Israels Staatspräsident Rivlin (r.) hat den Vorsitzenden des Bündnisses Blau-Weiß, Gantz, mit der Bildung einer Regierung beauftragt

Israels Staatspräsident Rivlin (r.) hat den Vorsitzenden des Bündnisses Blau-Weiß, Gantz, mit der Bildung einer Regierung beauftragt

Rivlin beauftragt Gantz mit Regierungsbildung

Auch der dritte Wahlgang in Israel hat die Pattsituation nicht gelöst. Obwohl Netanjahus Likud-Partei als stärkste Kraft aus der Wahl hervorging, hat Präsident Rivlin nun Herausforderer Gantz mit der Bildung einer Regierung beauftragt. Parallel laufen Gespräche über eine Übergangsregierung.

JERUSALEM (inn) – Zwei Wochen nach den Knessetwahlen hat Israels Staatspräsident Reuven Rivlin am Montag Blau-Weiß-Chef Benny Gantz mit der Regierungsbildung beauftragt. Der Likud-Block von Premierminister Benjamin Netanjahu war zwar als stärkste Kraft bei den Wahlen hervorgegangen, allerdings erhielt Gantz mehr Empfehlungen der im Parlament vertretenen Parteien für eine Regierungsbildung.

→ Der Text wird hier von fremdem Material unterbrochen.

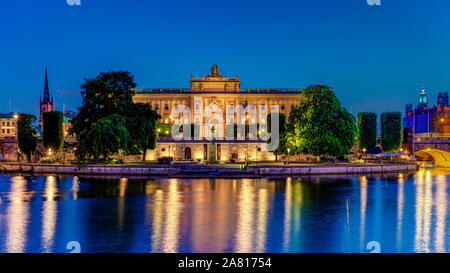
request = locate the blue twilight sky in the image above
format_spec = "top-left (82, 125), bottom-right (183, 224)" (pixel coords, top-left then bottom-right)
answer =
top-left (0, 0), bottom-right (450, 117)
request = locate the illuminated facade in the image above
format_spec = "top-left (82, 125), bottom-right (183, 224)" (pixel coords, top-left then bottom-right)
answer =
top-left (133, 64), bottom-right (302, 161)
top-left (0, 113), bottom-right (16, 138)
top-left (403, 89), bottom-right (450, 138)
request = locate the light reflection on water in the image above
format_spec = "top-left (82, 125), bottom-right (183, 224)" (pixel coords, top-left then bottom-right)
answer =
top-left (0, 169), bottom-right (450, 253)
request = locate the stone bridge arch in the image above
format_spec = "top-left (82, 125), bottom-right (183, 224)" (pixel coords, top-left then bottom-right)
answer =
top-left (414, 148), bottom-right (450, 168)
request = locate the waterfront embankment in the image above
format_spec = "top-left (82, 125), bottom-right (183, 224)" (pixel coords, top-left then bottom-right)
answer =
top-left (1, 163), bottom-right (417, 178)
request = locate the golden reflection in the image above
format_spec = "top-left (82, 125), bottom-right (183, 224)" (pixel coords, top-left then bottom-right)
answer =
top-left (434, 174), bottom-right (448, 253)
top-left (191, 179), bottom-right (213, 252)
top-left (213, 179), bottom-right (236, 253)
top-left (117, 178), bottom-right (128, 230)
top-left (414, 170), bottom-right (433, 252)
top-left (283, 177), bottom-right (292, 252)
top-left (152, 189), bottom-right (164, 252)
top-left (236, 179), bottom-right (255, 253)
top-left (72, 176), bottom-right (80, 200)
top-left (163, 179), bottom-right (181, 253)
top-left (256, 182), bottom-right (269, 253)
top-left (6, 176), bottom-right (30, 253)
top-left (397, 173), bottom-right (405, 252)
top-left (359, 176), bottom-right (369, 251)
top-left (42, 176), bottom-right (58, 253)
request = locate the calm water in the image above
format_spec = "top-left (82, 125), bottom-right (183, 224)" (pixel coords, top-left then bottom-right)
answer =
top-left (0, 170), bottom-right (450, 252)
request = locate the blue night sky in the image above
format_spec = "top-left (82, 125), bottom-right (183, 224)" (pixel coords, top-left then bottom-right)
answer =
top-left (0, 0), bottom-right (450, 118)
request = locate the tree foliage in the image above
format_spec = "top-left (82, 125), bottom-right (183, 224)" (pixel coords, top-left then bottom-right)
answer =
top-left (76, 114), bottom-right (130, 161)
top-left (358, 112), bottom-right (377, 150)
top-left (286, 85), bottom-right (357, 157)
top-left (267, 113), bottom-right (288, 161)
top-left (17, 114), bottom-right (37, 162)
top-left (381, 112), bottom-right (402, 152)
top-left (42, 111), bottom-right (64, 151)
top-left (70, 71), bottom-right (158, 159)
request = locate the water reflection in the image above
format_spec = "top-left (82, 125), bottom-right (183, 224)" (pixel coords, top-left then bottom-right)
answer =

Rivlin hatte sich am Sonntagabend mit Vertretern aller gewählter Fraktionen getroffen. Man begrüßte sich mit einem Berühren der Ellbogen und saß an einem langen Tisch mit jeweils zwei Metern Abstand, entsprechend der Vorgaben, um sich nicht mit Corona-Virus anzustecken.

Gantz hatte im Widerspruch zu seinen Versprechen während des Wahlkampfes das arabische Parteienbündnis „Vereinigte Liste“ davon überzeugt, ihn beim Präsidenten zu „empfehlen“. Rivlin hatte keine Alternative, als Gantz mit der Regierungsbildung zu beauftragen, nachdem dieser 61 Empfehlungen der Abgeordneten auf sich vereinen konnte, obgleich Netanjahu an der Spitze der größten Partei steht. Gantz hat nun 28 Tage Zeit, um eine Koalition zu schmieden.

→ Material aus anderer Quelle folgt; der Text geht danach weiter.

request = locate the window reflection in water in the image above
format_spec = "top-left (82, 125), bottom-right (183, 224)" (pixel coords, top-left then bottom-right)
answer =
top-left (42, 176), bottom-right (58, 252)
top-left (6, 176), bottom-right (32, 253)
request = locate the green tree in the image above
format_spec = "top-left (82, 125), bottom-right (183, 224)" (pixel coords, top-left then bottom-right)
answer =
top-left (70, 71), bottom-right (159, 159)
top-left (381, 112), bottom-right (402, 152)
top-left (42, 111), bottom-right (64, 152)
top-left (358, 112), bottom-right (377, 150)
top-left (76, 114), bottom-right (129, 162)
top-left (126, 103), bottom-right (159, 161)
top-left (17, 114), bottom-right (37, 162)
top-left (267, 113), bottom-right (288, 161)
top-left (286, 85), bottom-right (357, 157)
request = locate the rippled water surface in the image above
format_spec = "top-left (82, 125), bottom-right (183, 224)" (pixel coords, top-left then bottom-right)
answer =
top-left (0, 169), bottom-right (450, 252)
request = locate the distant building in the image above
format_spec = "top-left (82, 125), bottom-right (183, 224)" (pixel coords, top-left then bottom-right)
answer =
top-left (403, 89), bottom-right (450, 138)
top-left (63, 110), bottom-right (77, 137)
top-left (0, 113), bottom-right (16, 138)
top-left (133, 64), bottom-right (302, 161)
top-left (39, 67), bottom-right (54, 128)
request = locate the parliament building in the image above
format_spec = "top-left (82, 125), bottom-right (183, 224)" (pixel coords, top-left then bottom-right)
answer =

Nach der Beauftragung erklärte der Oppositionsführer: „Ich gebe Ihnen mein Wort: Ich werde alles tun, um innerhalb weniger Tage – so wenige wie möglich – eine nationale Regierung zu schaffen, die so patriotisch und breit wie möglich ist.“ Seine Regierung werde die Interessen aller Israelis vertreten – die der Bewohner Samarias und Judäas ebenso wie die der israelischen Araber.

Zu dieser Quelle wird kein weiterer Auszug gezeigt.